The third Bernardacci building on Pushkinskaya Ulitsa is the Philharmonic concert hall (No. 17). The foundation stone was laid in the autumn of 1894 on the first day of Odessa’s second century,
and construction was completed four years later in 1898.
Originally the building was intended as the new stock exchange, a temple to the God of Commerce Mercury. This is why the walls of the vast hall (910 sq. m of floor space and 15 m high) were decorated with six panels by the artist Nikolai Karazin depicting commerce at various stages of man’s history. The panels over the doors by the Italian artist Guiseppe Cassioli illustrate “Agriculture”, “Trade” and “Industry”.
In its architecture it resembles the famous Doge Palace in Venice, with the same early Renaissance forms of the Florentine Gothic school.
The building itself stands on a high concrete base made to look like granite. The facades are decorated with terracota tiles of different shades, and the huge windows with pieces of Carrara marble.

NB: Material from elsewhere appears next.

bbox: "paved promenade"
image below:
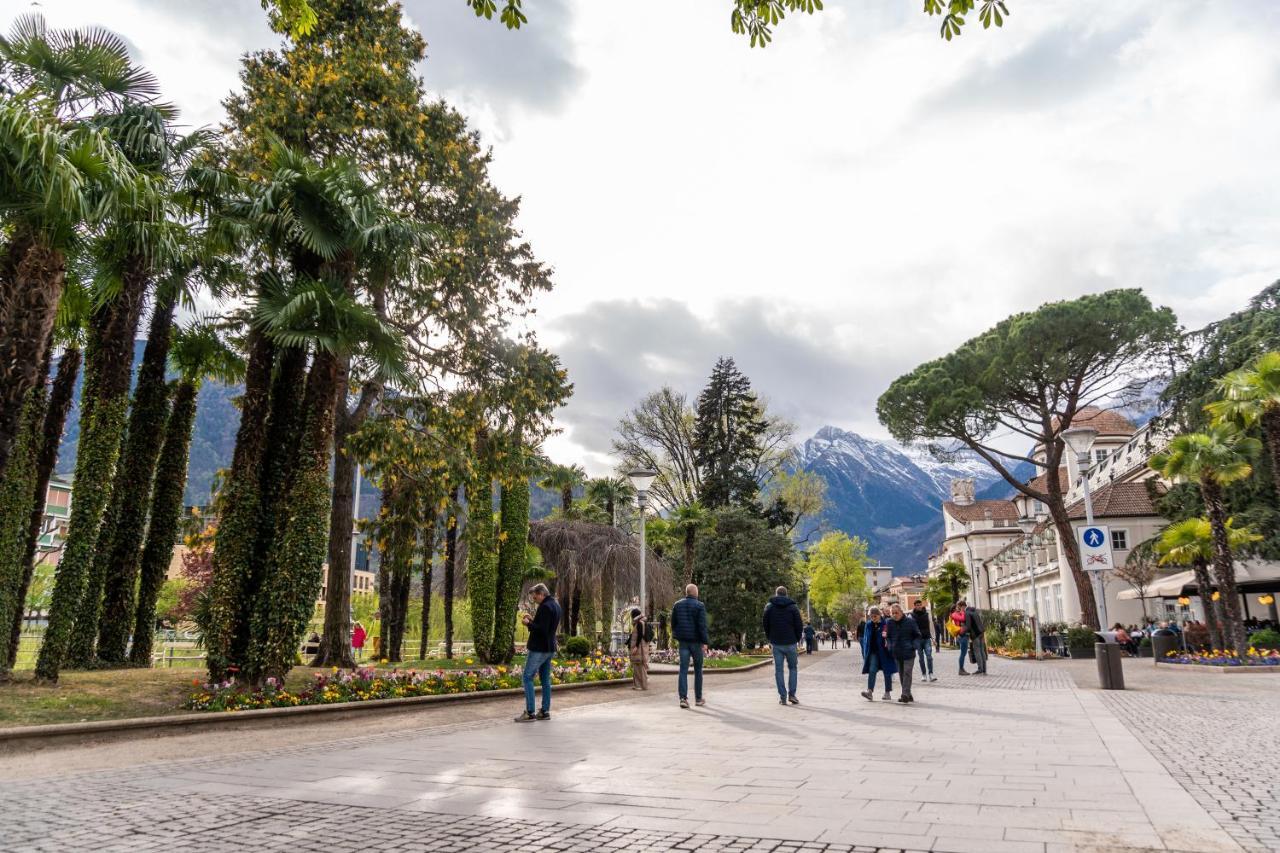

The lighting of the stained windows at night is fairylike.
In 1961 the building was restored and a wide marble stairway added to link the large hall with the vestibule of the ground floor, which in no way clashes with the general architecture of the building.
From the side of Ulitsa Rozy Luxemburg there is a fine loggia. Its arch is decorated with frescoes, and on top of the rostral columns at the side of the stairs are internally lighted globes which symbolise Russia’s victories at sea. The ceiling is a painting of the heavens with the twelve symbols of the Zodiac. A bust of Bernardacci sculpted by Boris Eduards stands in a niche on the left-hand side. It was installed in 1900 to mark the fiftieth anniversary of the architect’s career.
Symphony concerts and recitals by Soviet and foreign musicians are regular features at the Philharmonic with its hall which can accommodate an audience of 1,000.